Novel approaches to dengue control have been implemented recently in Cambodia, including a large-scale community-based larvivorous guppy fish (Poecilia reticuluta) distribution complemented with Communication for Behavioural Impact (COMBI) [20]. The outcomes of these projects were encouraging as guppy coverage increased and acceptance by community members was high (88%) and resulted in significant decline in larval-infested breeding containers (container index) (92.5%) [20]. This was followed by a randomised controlled trial (RCT) of guppy and pyriproxyfen distribution (supported by a bottom-up COMBI planning process) in Cambodia which gave 53 and 44% reduction, respectively, of Aedes adult mosquitos as compared to the control group [21, 22]. A well-informed COMBI strategy and high community participation and ownership resulted in high acceptance of guppy fish in the intervention villages, and a high preference for guppy fish over other insecticide-based methods due to their ease of use and rearing, quick reproduction, propensity to eat larvae and sustainability [23]. Furthermore, researchers and local program managers believe that the combination of guppy and autocidal gravid ovitraps (AGO) can potentially result in further significant vector reduction through the reduction of the abundance of potentially infected (gravid and parous) females of Ae. aegypti, leading to a significant and sustained reduction in disease transmission particularly if implemented in both schools and communities [24,25,26]. Based on the lessons learnt from these two RCT guppy distribution projects [27], there is a clear opportunity to roll out and integrate these low-cost, year-round tools into the school-health curriculum and local community groups so they can manage local guppy breeding and distribution programs. By doing so, decentralized surveillance capacity and robust, community-led dengue control operations in an area wide vector control program are more likely to happen and be sustained.

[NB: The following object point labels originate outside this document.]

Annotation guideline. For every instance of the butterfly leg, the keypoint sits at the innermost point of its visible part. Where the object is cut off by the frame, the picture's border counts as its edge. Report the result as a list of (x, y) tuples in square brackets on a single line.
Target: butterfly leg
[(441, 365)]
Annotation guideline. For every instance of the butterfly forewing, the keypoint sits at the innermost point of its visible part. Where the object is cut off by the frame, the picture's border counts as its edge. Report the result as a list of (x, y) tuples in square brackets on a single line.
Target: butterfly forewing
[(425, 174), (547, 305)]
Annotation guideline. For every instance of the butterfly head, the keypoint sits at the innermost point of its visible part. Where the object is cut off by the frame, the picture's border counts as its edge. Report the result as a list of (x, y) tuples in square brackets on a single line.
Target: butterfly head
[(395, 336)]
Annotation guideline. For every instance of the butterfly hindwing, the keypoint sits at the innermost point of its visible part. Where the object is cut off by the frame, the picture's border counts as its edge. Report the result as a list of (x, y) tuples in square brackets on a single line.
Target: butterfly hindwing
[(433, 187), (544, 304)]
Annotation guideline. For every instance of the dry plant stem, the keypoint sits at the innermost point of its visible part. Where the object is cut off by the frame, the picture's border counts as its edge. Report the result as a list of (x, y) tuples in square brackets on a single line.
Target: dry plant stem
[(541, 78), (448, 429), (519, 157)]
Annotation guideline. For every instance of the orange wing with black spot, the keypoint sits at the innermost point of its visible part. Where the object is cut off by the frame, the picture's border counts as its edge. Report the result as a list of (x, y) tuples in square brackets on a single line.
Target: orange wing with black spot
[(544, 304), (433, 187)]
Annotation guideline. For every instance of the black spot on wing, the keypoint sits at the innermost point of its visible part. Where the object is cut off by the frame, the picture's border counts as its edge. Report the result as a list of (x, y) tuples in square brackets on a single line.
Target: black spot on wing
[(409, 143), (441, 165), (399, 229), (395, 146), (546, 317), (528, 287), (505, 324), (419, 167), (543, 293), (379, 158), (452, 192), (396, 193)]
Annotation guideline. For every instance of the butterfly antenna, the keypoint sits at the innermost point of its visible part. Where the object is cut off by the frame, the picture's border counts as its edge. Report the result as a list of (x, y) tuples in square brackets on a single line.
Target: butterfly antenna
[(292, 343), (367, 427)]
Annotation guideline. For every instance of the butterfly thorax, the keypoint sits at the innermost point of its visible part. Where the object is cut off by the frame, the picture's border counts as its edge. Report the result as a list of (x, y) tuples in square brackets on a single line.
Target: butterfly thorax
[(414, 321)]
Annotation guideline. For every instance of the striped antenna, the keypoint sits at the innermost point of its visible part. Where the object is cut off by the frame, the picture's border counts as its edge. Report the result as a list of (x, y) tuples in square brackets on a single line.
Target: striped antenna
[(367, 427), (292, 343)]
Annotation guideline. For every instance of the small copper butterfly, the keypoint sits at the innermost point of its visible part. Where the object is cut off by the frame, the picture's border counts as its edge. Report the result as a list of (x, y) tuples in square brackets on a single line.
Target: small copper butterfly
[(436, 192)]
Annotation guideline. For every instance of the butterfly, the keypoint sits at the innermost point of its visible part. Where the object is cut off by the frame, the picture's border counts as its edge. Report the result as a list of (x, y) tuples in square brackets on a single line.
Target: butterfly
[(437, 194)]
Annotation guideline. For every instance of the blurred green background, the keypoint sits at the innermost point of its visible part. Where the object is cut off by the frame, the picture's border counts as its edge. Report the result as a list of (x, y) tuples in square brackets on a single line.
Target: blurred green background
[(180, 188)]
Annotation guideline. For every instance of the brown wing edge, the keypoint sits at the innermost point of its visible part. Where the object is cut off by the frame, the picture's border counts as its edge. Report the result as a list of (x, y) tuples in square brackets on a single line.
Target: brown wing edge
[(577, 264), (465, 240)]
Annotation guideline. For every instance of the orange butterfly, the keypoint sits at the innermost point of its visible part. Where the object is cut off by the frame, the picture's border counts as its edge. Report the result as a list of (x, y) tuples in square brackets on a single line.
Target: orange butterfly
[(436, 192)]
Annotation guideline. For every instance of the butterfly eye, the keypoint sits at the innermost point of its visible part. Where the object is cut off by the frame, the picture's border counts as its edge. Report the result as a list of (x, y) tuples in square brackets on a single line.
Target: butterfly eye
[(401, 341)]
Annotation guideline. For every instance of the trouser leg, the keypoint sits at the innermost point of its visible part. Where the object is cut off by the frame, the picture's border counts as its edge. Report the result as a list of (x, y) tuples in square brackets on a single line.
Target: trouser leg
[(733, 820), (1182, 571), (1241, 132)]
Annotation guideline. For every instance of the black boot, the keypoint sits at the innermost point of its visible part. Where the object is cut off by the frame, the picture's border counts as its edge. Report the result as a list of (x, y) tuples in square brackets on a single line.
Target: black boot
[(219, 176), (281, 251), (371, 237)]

Project design and implementation strategy

Following the conceptual and methodological rationale offered by SESR [3]—particularly the importance of community engagement and adaptive capacity building towards learning and social innovation— and recognizing the existing readiness of communities in Cambodian endemic areas to participate in community-led control activities [28], the project aimed at operationalizing an integrated vector management (IVM) program through community-based distribution and monitoring system of AGO traps in conjunction with ongoing school based rearing and distribution of guppy fish to communities. Accordingly, the randomized control trial investigated whether a set of interventions, including IVM-based source reduction procedures [29], COMBI-based health experiential education and community engagement, could significantly reduce dengue entomological indicators in rural primary schools and households and contribute to community adaptive capacity in two districts in Kampong Cham, Cambodia. (Table 1).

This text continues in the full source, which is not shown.